A síndrome da enterocolite desencadeada por proteína alimentar – “FPIES” (do inglês Food Protein Induced Enterocolitis Syndrome) é uma manifestação potencialmente grave de alergia alimentar não-IgE mediada, com manifestações clínicas heterogêneas.  É considerada uma alergia alimentar com fisiopatologia e incidência desconhecidas. Por sua gravidade, e por determinar em algumas situações o choque, deve ser considerada uma urgência entre as crianças com alergia alimentar. Antes considerada uma entidade rara, a FPIES tem sido cada vez mais descrita.

A FPIES se manifesta usualmente em lactentes por náuseas, vômitos incontroláveis, hipotonia, palidez, apatia e diarreia com muco e/ou sangue ou não. Os vômitos se iniciam 1 a 3 horas após a ingestão do alimento desencadeante. Pode haver desidratação, acidose metabólica e choque hipovolêmico, podendo levar ao diagnóstico equivocado de sepse. O início da diarreia pode ser mais tardio (5 a 10 horas após). Manifestações respiratórias e cutâneas estão ausentes na FPIES.

Comumente, é desencadeada em crianças menores pelas proteínas do leite de vaca e da soja, mas também pode ser decorrente de outros alimentos, como peixe, galinha, trigo, arroz, entre outros (em crianças maiores). Os sintomas, em geral, se desenvolvem no primeiro ano de vida, começando nos primeiros contatos com alimento envolvido.

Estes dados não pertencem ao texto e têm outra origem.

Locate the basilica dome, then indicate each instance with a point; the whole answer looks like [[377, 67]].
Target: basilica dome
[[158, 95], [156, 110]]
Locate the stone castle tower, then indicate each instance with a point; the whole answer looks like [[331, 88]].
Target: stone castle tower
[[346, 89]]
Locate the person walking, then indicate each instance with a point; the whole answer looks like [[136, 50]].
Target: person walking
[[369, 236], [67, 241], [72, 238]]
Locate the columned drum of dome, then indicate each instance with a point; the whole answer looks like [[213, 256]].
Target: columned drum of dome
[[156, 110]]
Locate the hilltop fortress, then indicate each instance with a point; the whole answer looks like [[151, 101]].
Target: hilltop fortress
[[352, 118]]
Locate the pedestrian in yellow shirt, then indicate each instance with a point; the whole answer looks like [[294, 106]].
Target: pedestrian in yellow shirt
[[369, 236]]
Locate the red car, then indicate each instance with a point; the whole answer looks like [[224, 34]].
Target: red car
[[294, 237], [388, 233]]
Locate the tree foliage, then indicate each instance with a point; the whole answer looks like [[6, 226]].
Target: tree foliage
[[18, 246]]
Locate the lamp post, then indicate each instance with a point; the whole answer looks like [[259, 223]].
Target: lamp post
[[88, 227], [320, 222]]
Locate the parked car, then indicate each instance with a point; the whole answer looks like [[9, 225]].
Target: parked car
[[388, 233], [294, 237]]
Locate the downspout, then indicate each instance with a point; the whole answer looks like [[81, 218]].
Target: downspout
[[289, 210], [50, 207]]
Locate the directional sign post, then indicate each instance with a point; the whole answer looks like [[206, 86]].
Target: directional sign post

Como a FPIES não é mediada por IgE, os exames de alergia para alimentos na maioria são negativos e o diagnóstico baseia-se na história clínica, sintomas e com o teste de provocação sendo positivo após à exposição ao alimento suspeito. A avaliação endoscópica não está indicada de rotina, pois os achados são inespecíficos.

Nas crises agudas, em geral, as crianças evoluem bem, e o tratamento é feito com hidratação venosa e sintomáticos, já o tratamento à longo prazo é a exclusão do alimento envolvido. As manifestações clínicas vão depender da quantidade e frequência da ingestão do alimento envolvido: sintomas crônicos aparecem quando a ingestão do alimento é feita regularmente e sintomas agudos surgem quando essa ingestão é realizada de forma intermitente, ou quando a criança recebe uma grande quantidade de repente (primeiras mamadeiras).

Os pacientes que apresentam estes quadros desencadeados pelas proteínas do leite de vaca e de soja, em geral, tornam-se tolerantes por volta dos 2 a 3 anos de idade, enquanto aqueles desencadeados por alimentos sólidos tendem a ter evolução mais prolongada.

Proctocolite eosinofílica

A proctocolite (ou colite) eosinofílica, também denominada de alérgica é uma forma comum de apresentação da alergia às proteínas do leite de vaca, porém, sua prevalência é desconhecida. Indiscutivelmente, constatou-se, na prática, aumento da sua incidência nas últimas décadas.

Do ponto de vista clínico, a proctocolite eosinofílica é mais frequente em meninos do que em meninas (60% versus 40%), tem início nos primeiros meses de vida (80% antes dos 6 meses) e sua apresentação clínica é a presença de sangue nas fezes, na maioria das vezes em pouca quantidade e sem alteração da consistência das fezes, sem comprometimento do estado geral e a criança apresenta-se saudável e com bom ganho de peso.

Cerca da metade dos casos ocorre na vigência de aleitamento natural exclusivo (reações às proteínas ingeridas pela mãe com transmissão através do leite materno).

Em geral, a perda de sangue desaparece poucos dias após a exclusão da proteína alergênica da dieta da mãe (lactentes em aleitamento natural exclusivo) ou do lactente. Os exames de alergia não contribuem para o diagnóstico e a pesquisa de sangue nas fezes é inadequada e pode permanecer positiva mesmo depois do controle clínico do paciente. A maioria dos casos não necessita avaliação colonoscópica e biópsia mas quando realizada mostra intenso infiltrado eosinofílico. O desenvolvimento espontâneo de tolerância oral (cura da alergia alimentar) na proctocolite alérgica ocorre na maioria das vezes até 1 ano de idade.